第15話 出勤前日〜隣人〜
明日の出勤に備えて寝ようとした時、機種変更したばかりの携帯電話がメッセージを受信した。
知らない番号からのメール。
『しの、ずっと未読無視なんだけどなんかあったの!?』
文面はこれだけだが、多量に絵文字が使われていた。
…枡田と離れた後の友人か?
一刻も早く男に戻るには、人との接触は増やさなければならない。だが、メールで事情を説明するには複雑すぎる。とりあえず返信して後日電話しよう。
『ごめん、ケータイが壊れてて。また連絡する』
『おけ。待ってる』
…割と淡白だな。
さて、そろそろ寝なければ…
そう思った時、ドアをノックする音がした。
「誰だ…?」
俺はミクさんの教えに従って、インターホンのカメラで外を見た。
女性だった。しかも、どうやらパジャマ姿だ。同じ階の住人か。まあ、開けても危険は無いだろう。
「はい」
「やあ、お隣の君。悪いが醤油を貸してくれないか」
ドアを開けると、男役でもやっていそうな長髪で高身長の女性が立っていた。凛とした佇まいなのだが、猫柄のパジャマが全てを台無しにしている。しかも醤油を借りたいとは…
「あ、はい。お待ちください」
「いや、すまないね!はっはっは!」
女性は高笑いした。変な人だ。
「どうぞ」醤油を渡す。
「ありがとう!しかしお隣の君よ、初めて開けてくれたね。引っ越したのかと思っていたよ」
転生前のしのぶは多分、このノリが嫌だったんじゃないだろうか。
「…入院してまして」
「なんと!?大事なかったかい?」いちいち言い回しが大げさな人だな。
「ええ。ただ記憶が無くて。

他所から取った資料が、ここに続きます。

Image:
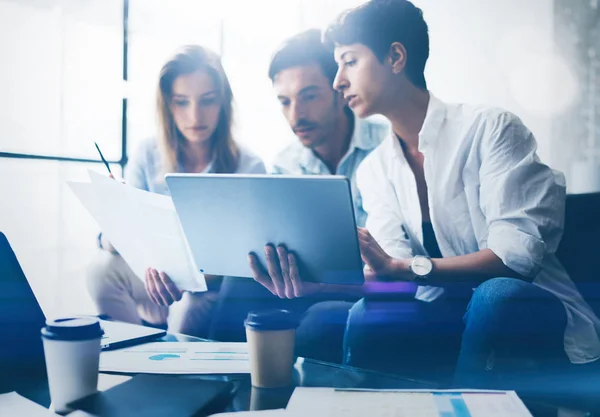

すいませんが…お隣さんですか?」
「そうだ。私は隣の曽根崎、曽根崎裕佳梨だ。改めてよろしく!で、記憶喪失とは…」
「曽根崎さんですね。よろしくお願いします。頭の怪我で色々忘れてしまったんですよ」やれやれという顔をしておく。
「それは…なるほど…」
「え?」
「あ、いや。それで私を忘れたのだなと思って」
そういうことか。びっくりした。
「あ、今海外からの留学生を預かってまして。騒がしかったら言ってください」
「なんと…記憶喪失の中、留学生を預かるとは…?」まずい、疑われる。
「あー、えーと。知人の娘さんなんです。夜に家を空けがちだから、こんな時だけど私しか頼れないらしくて」
「なるほど…よし、何かあったらいつでも私に相談してくれ!」
「ありがとうございます。えっと…醤油、いいんですか?」
「ああっ!しまった!すぐ返すから待っててくれ!」
曽根崎は自室に戻り、数分後に戻ってきた。
「助かったよ。実はこれを作っていたんだが、あと一味で醤油が切れてしまってね。嫌じゃなければ食べてくれ」
肉じゃがだった。
「いいんですか?」
「うむ!口に合えば良いが。留学生の子にも日本の味を教えてやってくれ!」
「助かります」
「しかしお隣の君よ…」
「あの」
「ん?」
「その呼び方、なんなんでしょうか…」気になりすぎる。
「あぁ、私は君に名前を聞いていないのでね!」しのぶ…社交性のカケラもないな…
「それは大変失礼しました。東雲しのぶといいます」
「おお!しのぶさんだな!よろしく!ところでしのぶさん、君…」
「はい?」
「ナチュラルメイクの方が、可愛いよ」曽根崎はキメ顔を見せた。しかし、猫柄のパジャマが全てを台無しにしている。
「あ、ありがとうございます…」
「ではまた!」
曽根崎は颯爽と自室に戻っていった。